Channel Command What
Telegram /build <description> Quick build with auto-plan
Telegram /intake build <description> Unified intake (qualify → preview → submit)
Telegram /jobs List recent build jobs with status
Telegram /deliver <job_id> Show delivery state, approve/reject
HTTP POST /api/operator/intake Same as /intake build
HTTP GET /api/operator/jobs Same as /jobs
HTTP POST /api/operator/deliveries/<id>/approve Approve delivery
CLI python -m agent --build-repo . --build-description "..." Direct build invocation
CLI python -m agent --build-repo . ... --build-plan-file plan.json Use a pre-built plan
CLI python -m agent --build-repo . ... --build-acceptance-file acceptance.json Custom acceptance criteria
Dashboard Build panel Job listing, delivery preview, approve/reject buttons

Things the build pipeline does NOT do

  • It doesn't push to git. The build produces a workspace bundle and a delivery package. The operator picks it up and pushes (or runs git apply, or rsyncs to a deploy host). This is intentional — pushing is irreversible and human-only.

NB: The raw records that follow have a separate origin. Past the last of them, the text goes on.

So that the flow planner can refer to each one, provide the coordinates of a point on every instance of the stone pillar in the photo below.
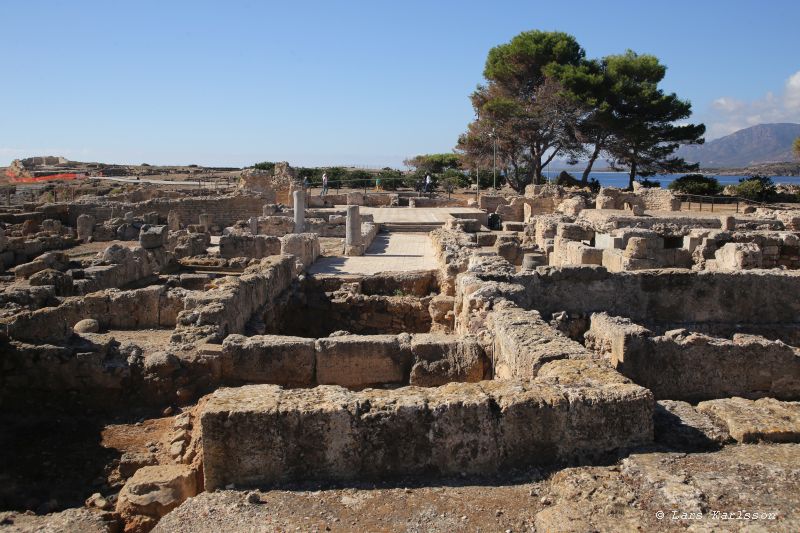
(206, 220)
(85, 227)
(353, 226)
(299, 211)
(173, 221)
(727, 222)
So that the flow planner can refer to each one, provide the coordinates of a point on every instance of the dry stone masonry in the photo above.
(174, 360)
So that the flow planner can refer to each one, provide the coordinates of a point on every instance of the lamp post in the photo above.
(493, 135)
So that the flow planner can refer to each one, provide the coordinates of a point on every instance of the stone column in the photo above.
(299, 211)
(85, 227)
(173, 220)
(353, 226)
(206, 220)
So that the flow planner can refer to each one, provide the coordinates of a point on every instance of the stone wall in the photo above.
(670, 296)
(225, 210)
(330, 433)
(150, 307)
(355, 361)
(214, 314)
(651, 199)
(693, 367)
(248, 245)
(523, 343)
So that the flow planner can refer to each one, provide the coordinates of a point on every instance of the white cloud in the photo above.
(728, 114)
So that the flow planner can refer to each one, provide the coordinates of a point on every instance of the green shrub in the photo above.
(696, 184)
(758, 188)
(649, 184)
(565, 179)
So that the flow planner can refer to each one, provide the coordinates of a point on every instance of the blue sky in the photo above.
(365, 83)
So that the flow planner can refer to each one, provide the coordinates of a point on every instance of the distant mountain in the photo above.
(765, 143)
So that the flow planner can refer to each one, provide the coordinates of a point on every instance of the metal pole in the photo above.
(494, 162)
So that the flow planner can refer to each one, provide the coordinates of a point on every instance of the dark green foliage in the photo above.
(644, 131)
(565, 179)
(434, 163)
(696, 184)
(649, 184)
(521, 111)
(758, 188)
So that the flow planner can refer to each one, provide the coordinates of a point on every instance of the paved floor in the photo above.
(417, 214)
(389, 252)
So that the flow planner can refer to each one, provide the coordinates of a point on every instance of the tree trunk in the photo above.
(537, 170)
(632, 176)
(595, 154)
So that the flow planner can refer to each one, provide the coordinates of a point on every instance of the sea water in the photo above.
(620, 179)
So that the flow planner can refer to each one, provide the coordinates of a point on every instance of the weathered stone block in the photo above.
(440, 359)
(272, 359)
(263, 434)
(761, 420)
(362, 360)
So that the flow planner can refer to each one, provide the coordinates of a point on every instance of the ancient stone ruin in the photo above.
(247, 360)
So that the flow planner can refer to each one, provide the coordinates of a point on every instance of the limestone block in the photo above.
(738, 256)
(153, 236)
(330, 433)
(727, 222)
(760, 420)
(87, 325)
(153, 491)
(304, 246)
(85, 225)
(572, 206)
(272, 359)
(173, 220)
(362, 360)
(440, 359)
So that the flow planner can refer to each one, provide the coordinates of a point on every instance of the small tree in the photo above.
(522, 111)
(696, 184)
(644, 130)
(758, 188)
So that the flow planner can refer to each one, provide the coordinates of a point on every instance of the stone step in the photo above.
(411, 227)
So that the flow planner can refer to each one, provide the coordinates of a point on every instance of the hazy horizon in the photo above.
(364, 84)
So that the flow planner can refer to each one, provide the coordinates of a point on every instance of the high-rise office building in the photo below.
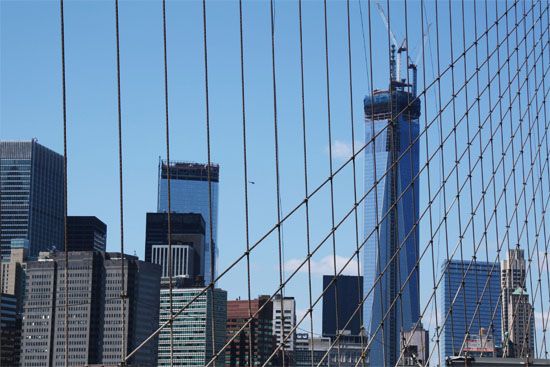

  • It doesn't run untrusted shell commands on the host. Every command marked requires_isolation=True runs inside Docker. Verification commands that operate on the workspace (e.g. grep) can run on the host because they're read-only.
  • It doesn't auto-merge with main. Build deliveries are bundles, not PRs. The operator decides how to integrate.
  • It doesn't bypass the budget. Every codegen LLM call goes through the budget check. A build that would exceed the daily hard cap is blocked at intake.
  • It doesn't remember failed plans. If codegen fails twice in a row, the operator has to either provide a manual plan or wait for the rate-limit/budget reset. There is no auto-retry loop on stochastic failures.